Uma moradora de Águas Claras, no Distrito Federal, conseguiu na Justiça o direito de manter o cachorro de estimação no apartamento. A decisão foi da 4ª Turma Cível do TJDF que, por unanimidade, modificou sentença de 1ª instância que havia negado a permanência do animal no condomínio.

De acordo com a sentença, "é possível relativizar a disposição condominial que veda, de forma absoluta, a manutenção de animais domésticos em suas dependências". O Tribunal justificou dizendo que " a autora é idosa e cardiopata, e possui um cachorro de pequeno porte, raça Shih Tzu, que lhe faz companhia".

"A Babi ela dorme comigo, é minha companheira. Eu não sei viver sem a Babi."

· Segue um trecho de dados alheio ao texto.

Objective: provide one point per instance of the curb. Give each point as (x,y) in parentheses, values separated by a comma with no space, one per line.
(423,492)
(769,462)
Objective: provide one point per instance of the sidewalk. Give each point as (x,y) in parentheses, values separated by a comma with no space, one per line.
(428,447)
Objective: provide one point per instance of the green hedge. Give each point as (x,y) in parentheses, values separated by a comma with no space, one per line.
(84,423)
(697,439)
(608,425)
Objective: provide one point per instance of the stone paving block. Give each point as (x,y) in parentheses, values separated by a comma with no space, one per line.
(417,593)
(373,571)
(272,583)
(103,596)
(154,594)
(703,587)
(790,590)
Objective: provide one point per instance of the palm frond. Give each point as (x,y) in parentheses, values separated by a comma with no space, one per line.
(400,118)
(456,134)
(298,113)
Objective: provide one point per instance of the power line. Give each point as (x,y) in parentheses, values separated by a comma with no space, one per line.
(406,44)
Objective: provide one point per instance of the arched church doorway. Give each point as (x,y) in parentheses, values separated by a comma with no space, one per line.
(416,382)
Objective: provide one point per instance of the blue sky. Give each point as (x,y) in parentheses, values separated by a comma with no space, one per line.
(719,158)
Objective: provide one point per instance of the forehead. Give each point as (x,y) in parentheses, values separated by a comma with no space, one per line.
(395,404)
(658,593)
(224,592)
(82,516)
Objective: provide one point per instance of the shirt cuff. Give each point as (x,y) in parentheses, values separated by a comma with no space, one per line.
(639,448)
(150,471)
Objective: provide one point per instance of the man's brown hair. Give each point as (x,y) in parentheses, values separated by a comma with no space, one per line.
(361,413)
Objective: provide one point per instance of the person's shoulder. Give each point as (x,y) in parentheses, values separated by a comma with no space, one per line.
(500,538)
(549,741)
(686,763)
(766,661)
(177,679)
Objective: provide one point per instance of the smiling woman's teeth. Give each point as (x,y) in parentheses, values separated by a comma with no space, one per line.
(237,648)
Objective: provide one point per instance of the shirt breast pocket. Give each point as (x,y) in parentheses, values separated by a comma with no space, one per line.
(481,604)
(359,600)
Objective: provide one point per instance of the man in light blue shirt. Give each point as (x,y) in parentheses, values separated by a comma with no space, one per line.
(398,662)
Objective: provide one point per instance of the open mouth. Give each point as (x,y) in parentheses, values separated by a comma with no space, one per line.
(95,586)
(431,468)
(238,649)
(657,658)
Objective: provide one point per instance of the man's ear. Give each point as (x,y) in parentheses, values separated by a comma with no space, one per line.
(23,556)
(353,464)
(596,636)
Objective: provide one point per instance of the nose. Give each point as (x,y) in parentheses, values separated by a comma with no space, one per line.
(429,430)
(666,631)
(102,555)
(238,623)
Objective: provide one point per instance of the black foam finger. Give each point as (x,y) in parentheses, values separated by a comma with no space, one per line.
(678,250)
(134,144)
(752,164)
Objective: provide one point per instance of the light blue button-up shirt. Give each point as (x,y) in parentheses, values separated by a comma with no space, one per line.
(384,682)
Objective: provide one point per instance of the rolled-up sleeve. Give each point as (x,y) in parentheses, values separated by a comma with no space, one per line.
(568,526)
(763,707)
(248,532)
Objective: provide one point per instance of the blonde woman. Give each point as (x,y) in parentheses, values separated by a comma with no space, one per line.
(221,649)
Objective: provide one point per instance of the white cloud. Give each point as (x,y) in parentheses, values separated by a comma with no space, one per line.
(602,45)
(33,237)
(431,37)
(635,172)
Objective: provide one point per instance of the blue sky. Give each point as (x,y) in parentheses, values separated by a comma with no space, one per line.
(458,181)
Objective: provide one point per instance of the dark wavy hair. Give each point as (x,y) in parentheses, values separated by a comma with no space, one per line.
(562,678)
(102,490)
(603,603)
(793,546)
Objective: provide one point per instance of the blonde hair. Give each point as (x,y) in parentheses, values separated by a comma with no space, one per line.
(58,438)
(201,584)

O desabafo é da aposentada Maria da Conceição Fonseca, que ganhou o processo na Justiça do DF. Ela conta que a disputa com o condomínio começou há um ano quando foi decidido em assembleia que animais de estimação estavam proibidos no prédio.

O regimento interno foi aprovado no dia 14 de julho do ano passado, mas a aposentada alugou o apartamento quase três meses antes, no dia 22 de abril. Na semana passada, os desembargadores entenderam que as regras foram posteriores ao contrato de locação. Afirmaram ainda que a proibição "só deve ser aplicada aos casos em que a presenca do animal ofereça risco aos vizinhos", e Babi e a dona poderiam voltar a usar a área comum do prédio.


A dona da cachorrinha Babi conseguiu na Justiça do DF o direito de ter o animal de estimação no apartamento (Foto: TV Globo/Reprodução)

"Eu fiquei com ela trancada dentro de casa, sem sair. Agora eu posso descer pela garagem como eu sempre fiz, e sair com a Babi."


O advogado do condomínio diz que a decisão traz "insegurança jurídica". Segundo Tarcísio Negreiros, "os demais condôminos irão se sentir lesados porque a decisão é única e exclusivamente para aquele animal, e não para os demais animais". Para ele o condomínio ficou em "uma situação muito complicada".


Para Conceição, a decisão trouxe alívio. Tanto que ela decidiu ter mais um cachorro de estimação. Agora além de Babi, ela adotou a Lili e diz não ter medo de um novo processo..

"Vou na 1ª, 2ª, 3ª, onde houver instância eu estou indo. Se eu já tinha certeza antes, agora tenho muito mais."